When the long-awaited moment came, I held my breath. The doctor slapped the black and white transparency up against a lighted box attached to the wall of his tiny, dark examination room. Glasses on. Glasses off. Glasses on. Glasses off. “No structural damage to the disks or vertebrae. I would say… based upon the tenderness in the area….you have a lumbar-sacral strain/sprain.” “What’s that?” The words came out before I realized I had said anything. The doctor examined me. “You have micro-tears to the muscles around your sacrum and lower lumbar spine. You see, when I palpate here…”. “What does palpate mean?”. “It just means touching you. It’s how we measure the degree of pain which generally relates to the degree of injury.”
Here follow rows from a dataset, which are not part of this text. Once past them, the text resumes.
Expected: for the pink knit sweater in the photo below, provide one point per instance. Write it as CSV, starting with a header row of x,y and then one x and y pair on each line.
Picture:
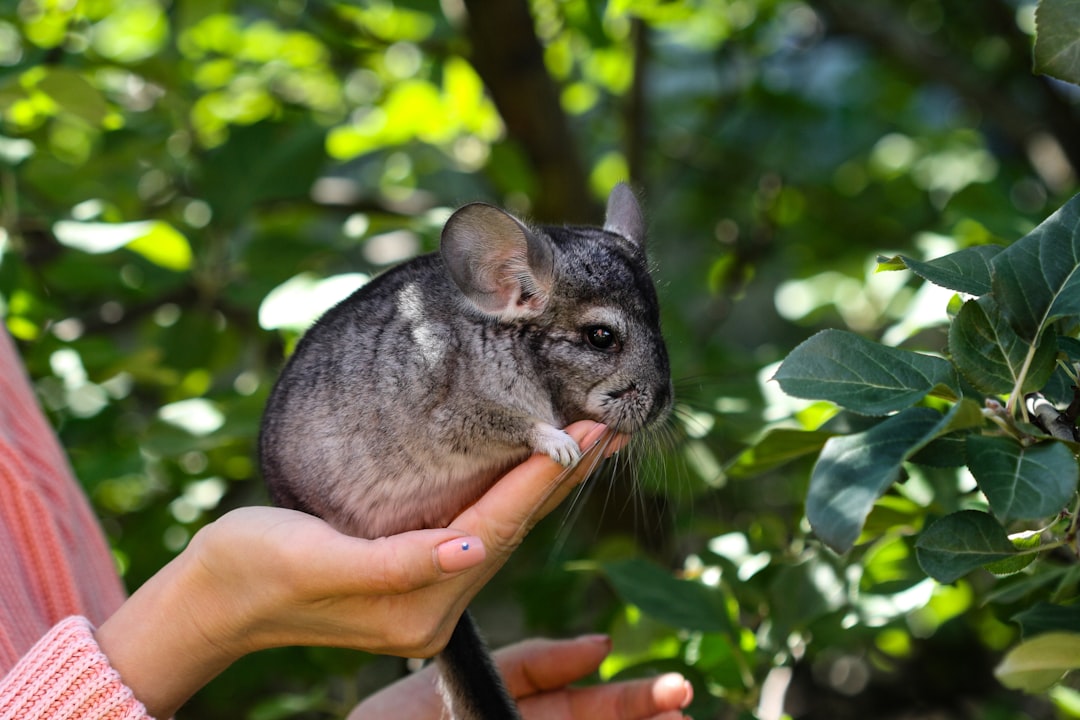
x,y
56,574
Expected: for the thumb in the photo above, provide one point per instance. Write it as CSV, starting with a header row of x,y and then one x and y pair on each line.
x,y
401,564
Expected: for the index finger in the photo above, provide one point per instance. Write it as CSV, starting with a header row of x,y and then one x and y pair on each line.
x,y
526,493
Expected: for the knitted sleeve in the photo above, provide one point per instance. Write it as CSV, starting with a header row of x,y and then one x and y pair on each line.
x,y
65,676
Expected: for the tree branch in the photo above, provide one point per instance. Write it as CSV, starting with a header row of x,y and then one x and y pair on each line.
x,y
508,56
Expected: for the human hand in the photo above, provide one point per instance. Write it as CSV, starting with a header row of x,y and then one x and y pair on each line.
x,y
262,576
537,675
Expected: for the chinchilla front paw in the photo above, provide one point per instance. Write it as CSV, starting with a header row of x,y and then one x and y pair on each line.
x,y
555,444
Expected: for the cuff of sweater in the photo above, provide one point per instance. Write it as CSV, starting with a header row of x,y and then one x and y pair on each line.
x,y
66,675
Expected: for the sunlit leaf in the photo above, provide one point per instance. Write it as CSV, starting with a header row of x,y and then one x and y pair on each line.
x,y
958,543
1057,39
860,375
1038,664
154,240
989,353
777,448
680,603
164,246
297,302
75,94
1024,541
964,271
1043,617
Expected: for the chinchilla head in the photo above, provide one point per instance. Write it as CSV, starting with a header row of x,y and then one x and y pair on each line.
x,y
581,301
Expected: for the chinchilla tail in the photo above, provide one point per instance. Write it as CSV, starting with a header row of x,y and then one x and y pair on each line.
x,y
471,685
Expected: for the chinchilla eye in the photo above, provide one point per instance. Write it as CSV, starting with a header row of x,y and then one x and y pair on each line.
x,y
602,337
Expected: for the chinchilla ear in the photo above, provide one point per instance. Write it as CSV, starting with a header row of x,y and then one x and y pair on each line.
x,y
624,216
500,266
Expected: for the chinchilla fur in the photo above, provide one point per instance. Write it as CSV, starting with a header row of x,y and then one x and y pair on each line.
x,y
404,403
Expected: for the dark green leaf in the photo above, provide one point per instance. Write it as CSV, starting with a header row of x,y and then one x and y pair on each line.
x,y
1010,566
1048,617
264,162
854,470
964,271
989,353
680,603
1070,347
1037,279
958,543
860,375
1022,484
1057,39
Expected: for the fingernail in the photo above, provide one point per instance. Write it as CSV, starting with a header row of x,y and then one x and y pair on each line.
x,y
688,689
594,436
598,639
460,554
676,681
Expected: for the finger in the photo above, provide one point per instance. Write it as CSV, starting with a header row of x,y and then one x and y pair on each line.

I really didn’t want to know that. I didn’t want to be someone who needed to be palpated. I didn’t want any part of this. I was so very sad that whatever had happened to me had somehow change my ability to function. As an aggressively active athlete, the mere thought of any permanent limited use of my body was unthinkable – “Is the damage permanent, doctor?” “No way to determine that right now. Let’s wait for the swelling to go down and we’ll see.”

I went to bed that night with new companions I would get to know quite well: Fear, sadness, uncertainty, anger and pain of varying intensity that would test my will and try my soul.